32 patients (only eight PD) were recruited by Godi et al. (2013) [13] to assess the inter-rater reliability and test-retest reliability of the total score of 14 items of the BBS. Its use of ICC was suited to this study, which is a strength. This study indicates the excellent inter- rater (r=0.97) and test-retest reliability (r=0.92) of the BBS. Compared to Schlenstedt et al. (2015) [14], whereby the procedures for assessing the reliability is almost the same. However, the inclusion of only eight PD patients may mean that the sample is not representative of the whole Parkinson population. Hence, the outcome of this study can only be accepted with caution.
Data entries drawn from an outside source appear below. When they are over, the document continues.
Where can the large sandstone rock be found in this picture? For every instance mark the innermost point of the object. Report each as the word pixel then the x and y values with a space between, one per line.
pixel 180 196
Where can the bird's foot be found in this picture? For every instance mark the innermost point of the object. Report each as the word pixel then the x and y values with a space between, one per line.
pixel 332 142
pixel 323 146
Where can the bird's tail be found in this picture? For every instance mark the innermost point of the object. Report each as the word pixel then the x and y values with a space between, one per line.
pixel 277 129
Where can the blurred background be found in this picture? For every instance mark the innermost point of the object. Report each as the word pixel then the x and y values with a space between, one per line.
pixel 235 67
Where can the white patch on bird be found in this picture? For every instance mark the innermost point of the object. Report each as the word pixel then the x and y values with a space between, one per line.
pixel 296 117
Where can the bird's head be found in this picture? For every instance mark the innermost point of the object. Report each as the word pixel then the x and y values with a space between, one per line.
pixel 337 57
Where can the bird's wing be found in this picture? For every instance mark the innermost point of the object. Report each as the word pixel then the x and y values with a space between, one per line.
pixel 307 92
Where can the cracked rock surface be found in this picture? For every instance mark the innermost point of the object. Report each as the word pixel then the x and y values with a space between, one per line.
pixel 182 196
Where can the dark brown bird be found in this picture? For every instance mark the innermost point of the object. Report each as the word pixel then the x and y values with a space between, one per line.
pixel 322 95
Berg et al. (1989) [9] demonstrate excellent inter-rater reliability (total score: r=0.98; each item: r=0.71-0.99) and test-retest reliability (total score: r=0.99; each item: r=0.71-0.99) of the BBS in the original study. All samples came from a geriatric ward and their balance function was affected by a variety of diseases. Combined with the above two studies, the good inter-rater and test-retest reliability of the BBS in assessing patients with PD and other balance disorders can be demonstrated.

Internal Consistency

Internal consistency (IC) is a kind of reliability in which all components of a measure that propose to measure the same things actually produce similar scores. Cronbach’s alpha is usually used for calculating internal consistency. The range of Cronbach’s alpha is between 0.00 to 1.00. The value of Cronbach’s alpha is required to be high and greater than 0.70 is satisfactory in demonstrating good IC (Connelly 2011) [22]. Halsaa et al. (2007) [23] report the IC of the Norwegian version of the BBS (r=.87) is higher than .70 which could show relatively strong IC. The original study of the BBS’s IC is very high (r=.96), with a value >.90 which has been described as a requirement for inclusion clinically use (Berg et al. 1989). The high IC shows that all items of the BBS have an excellent function for evaluating balance.
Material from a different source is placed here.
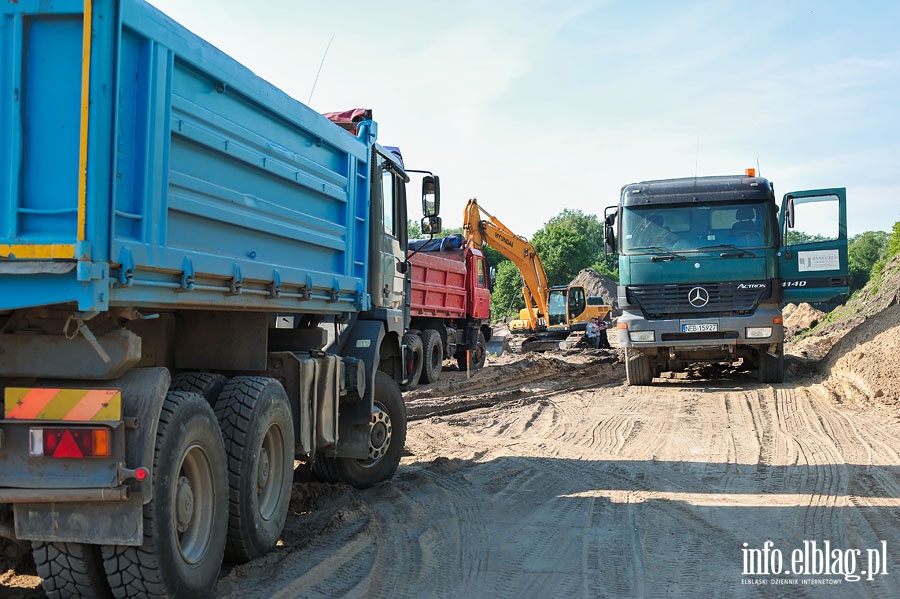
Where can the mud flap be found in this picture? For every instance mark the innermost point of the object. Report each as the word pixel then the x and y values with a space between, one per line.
pixel 363 343
pixel 96 523
pixel 497 345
Responsiveness and Feasibility

Responsiveness of an OM reflects the ability of a measurement to demonstrate and examine change over time (Portney and Watkins 2013) [18]. 26 PD patients were recruited by Lim et al. (2005) [24] for examining the responsiveness and feasibility of the BBS. Because there is very little literature on the study of responsiveness of the BBS, this study determines to apply the Smallest Detectable Difference (SDD) which is a kind of statistical data calculated by standard error (Beckerman et al. 2001; Beghi, E. et al. 2018; Bergström, M. et al. 2012; Morris, M. E. et al. 1994) [25-28]. However, the SDD from this study does not show the extent to which the variable changes of BBS. Moreover, the results from the SDD were subjectively applied for determining the responsiveness of the BBS. Therefore, the responsiveness of the BBS remains unclear. This study also focuses on the feasibility of the BBS which is determined by the length of one assessment time in a different setting. Assessment time in the clinical setting for one patient is 20-25 minutes and 20-30 minutes in the home environment, indicating that the BBS assessment is feasible in clinical and home circumstances. In addition, the equipment for assessing the BBS is just a chair, a watch, a ruler and a step. The cost of administering the BBS is not expensive. Therefore, the BBS is a feasible tool.

Taken together, importance of using valid reliable OM in physio is to prove the effectiveness of treatment. The BBS is indeed a reliable and valid instrument that can be used to assess PD patients with impaired balance. One assessment time of the BBS in the clinical and home environment is short and stable, and its cost is low. However, due to its lack of literature on investigating the responsiveness of the BBS, this remains unclear. Also, some issues from previous studies include complicated study populations (not all PD patients) and methodological flaws (short interval between assessments). Attempts to correct the above issues would help to establish a greater degree of certainty when assessing balance in PD patients using the BBS. Nonetheless, the BBS remains an appropriate assessment of balance for the clinical PD setting.